Rustic Italian Brunch at it's best...
La cucina piccola fal la casa grande. -Italian proverb
Translation: A small kitchen makes the house big.
Rustic Italian Cooking has a true comfort that comes from taking simple ingredients, scraps, leftovers...and turning them into something grand that warms your belly & your soul from the moment you yearn to mutter the well known sound of, "Mmmmm." This plate pictured here in particular showcases a brunch selection I would place in the category ->> Favorite Dishes.
I make this in many combinations, but the basic flavors always stay the same: Basted Eggs, Crispy Potato of some sort, Spicy Tomato Sauce, Leafy Green or Vegetable, delicious cheese...I think I've covered all the bases. I finally decided to take it down & share the recipe, although it's fairly simple & adjustable in many ways. Leftover Mashed Potatoes make for an amazing addition to this decadent & delightful brunch idea that will certainly put a smile on your face.
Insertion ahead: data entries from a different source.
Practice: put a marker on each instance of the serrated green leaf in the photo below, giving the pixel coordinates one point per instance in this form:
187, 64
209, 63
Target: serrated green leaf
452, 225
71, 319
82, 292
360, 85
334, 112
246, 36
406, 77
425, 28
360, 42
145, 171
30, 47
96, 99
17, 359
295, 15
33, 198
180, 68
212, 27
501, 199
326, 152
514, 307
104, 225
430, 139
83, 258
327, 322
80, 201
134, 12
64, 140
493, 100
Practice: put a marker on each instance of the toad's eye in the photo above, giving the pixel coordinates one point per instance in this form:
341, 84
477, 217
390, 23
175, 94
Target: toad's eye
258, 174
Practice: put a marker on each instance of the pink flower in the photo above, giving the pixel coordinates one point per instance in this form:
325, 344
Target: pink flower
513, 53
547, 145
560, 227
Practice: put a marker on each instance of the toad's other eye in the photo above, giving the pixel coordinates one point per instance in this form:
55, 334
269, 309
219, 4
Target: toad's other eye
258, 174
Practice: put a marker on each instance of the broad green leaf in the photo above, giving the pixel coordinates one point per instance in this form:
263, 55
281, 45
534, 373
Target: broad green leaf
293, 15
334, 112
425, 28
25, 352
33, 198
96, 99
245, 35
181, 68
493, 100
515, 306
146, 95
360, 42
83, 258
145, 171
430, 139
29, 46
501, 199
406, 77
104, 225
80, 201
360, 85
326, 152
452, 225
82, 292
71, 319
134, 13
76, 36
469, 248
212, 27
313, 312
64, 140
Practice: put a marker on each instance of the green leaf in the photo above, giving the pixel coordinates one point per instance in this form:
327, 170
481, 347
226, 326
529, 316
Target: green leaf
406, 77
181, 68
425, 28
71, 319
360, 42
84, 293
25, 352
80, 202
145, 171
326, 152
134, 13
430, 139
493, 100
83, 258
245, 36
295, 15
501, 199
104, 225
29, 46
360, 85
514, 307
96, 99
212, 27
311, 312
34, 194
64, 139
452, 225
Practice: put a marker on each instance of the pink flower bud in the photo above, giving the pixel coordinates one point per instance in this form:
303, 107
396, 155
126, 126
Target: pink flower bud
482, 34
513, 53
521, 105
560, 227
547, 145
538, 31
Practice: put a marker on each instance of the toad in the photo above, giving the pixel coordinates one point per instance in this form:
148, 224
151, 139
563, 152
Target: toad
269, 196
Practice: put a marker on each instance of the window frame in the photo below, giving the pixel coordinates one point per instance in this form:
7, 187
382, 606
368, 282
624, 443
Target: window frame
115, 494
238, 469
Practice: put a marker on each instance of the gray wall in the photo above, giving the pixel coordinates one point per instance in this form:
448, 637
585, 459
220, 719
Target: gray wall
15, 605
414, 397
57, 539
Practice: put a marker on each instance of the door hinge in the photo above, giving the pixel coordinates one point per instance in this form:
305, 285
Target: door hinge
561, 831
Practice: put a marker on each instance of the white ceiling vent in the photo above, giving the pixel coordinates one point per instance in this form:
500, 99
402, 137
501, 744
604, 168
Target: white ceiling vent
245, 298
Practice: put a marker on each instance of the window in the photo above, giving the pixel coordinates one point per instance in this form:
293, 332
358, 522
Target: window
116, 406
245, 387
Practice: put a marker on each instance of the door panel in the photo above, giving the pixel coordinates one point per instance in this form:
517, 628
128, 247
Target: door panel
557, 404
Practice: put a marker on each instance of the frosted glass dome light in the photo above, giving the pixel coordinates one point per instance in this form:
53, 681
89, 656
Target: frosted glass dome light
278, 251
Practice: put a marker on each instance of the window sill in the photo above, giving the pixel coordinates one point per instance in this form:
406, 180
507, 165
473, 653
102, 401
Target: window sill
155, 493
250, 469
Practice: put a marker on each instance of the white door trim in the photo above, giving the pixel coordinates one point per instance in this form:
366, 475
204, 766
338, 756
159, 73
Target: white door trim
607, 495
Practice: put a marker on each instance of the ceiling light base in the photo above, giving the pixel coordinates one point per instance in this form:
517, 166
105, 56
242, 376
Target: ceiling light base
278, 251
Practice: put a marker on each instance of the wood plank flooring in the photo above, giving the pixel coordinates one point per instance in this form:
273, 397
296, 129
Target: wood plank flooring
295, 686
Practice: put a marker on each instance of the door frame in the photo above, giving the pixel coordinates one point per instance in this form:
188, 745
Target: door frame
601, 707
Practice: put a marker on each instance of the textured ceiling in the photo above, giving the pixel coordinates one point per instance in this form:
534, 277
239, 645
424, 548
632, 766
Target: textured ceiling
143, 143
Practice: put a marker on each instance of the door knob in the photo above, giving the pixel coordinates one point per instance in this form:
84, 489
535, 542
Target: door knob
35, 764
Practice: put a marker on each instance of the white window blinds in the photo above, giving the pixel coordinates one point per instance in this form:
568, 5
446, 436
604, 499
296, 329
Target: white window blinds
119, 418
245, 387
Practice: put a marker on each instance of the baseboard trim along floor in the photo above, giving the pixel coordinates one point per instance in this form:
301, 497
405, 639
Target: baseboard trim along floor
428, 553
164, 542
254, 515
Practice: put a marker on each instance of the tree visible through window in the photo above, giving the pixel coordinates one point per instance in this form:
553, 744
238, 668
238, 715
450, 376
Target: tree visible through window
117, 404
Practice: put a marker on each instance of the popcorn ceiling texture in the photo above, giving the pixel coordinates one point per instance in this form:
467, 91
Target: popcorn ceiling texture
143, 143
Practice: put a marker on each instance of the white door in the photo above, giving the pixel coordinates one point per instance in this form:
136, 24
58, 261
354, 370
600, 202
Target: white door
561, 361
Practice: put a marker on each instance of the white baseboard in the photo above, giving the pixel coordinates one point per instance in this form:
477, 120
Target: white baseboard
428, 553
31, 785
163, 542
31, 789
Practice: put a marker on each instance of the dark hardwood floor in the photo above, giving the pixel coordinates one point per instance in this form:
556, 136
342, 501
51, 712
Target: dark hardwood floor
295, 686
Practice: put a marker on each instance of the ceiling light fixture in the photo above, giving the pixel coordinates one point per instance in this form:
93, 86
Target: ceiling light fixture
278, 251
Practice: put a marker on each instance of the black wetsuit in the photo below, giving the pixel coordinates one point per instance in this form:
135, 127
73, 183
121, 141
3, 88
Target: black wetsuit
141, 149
Eggs, Crispy Potato Cake, Spicy Tomato Sauce & Wilted Spinach
1/2 Stick Unsalted Butter
2 Cups leftover Mashed Potatoes
1/4 C Flour
1 Cup Marinara Sauce
2 Cups Baby Spinach
Salt & Pepper
Start by preparing your potato cakes. Crack & beat 1 egg and mix into your mashed potatoes. Add salt & pepper to taste, chopped scallions, and lightly fold in flour in until just combined. Form cakes, should make 4 or more depending on how large you make them. Coat each cake lightly with panko breadcrumbs. On a large griddle or in a non stick pan, melt 2 Tbs butter & a bit of olive oil on Med High heat and cook potato caked until crispy and cooked through, about 4-5 minutes on each side. Use a paper towel to drain excess oil when they're done, sprinkle with parmigiana cheese and keep in a warm toaster oven while you finish the dish.
Heat up your marinara sauce & add a few chili flakes to make it spicy if you like. In the same large pan melt the rest of your butter on Medium Heat, crack your eggs, season with salt & pepper. Just slowly baste your eggs, covering in between bastes so the white steams & cooks through, but the yolk stays runny. I throw my spinach right in the same pan with the eggs to wilt & warm through.
Serve all together, top with grated parmigiana, and then slide your fork right through that yolk, you deserve it. Ciao for now...I think I need a second egg.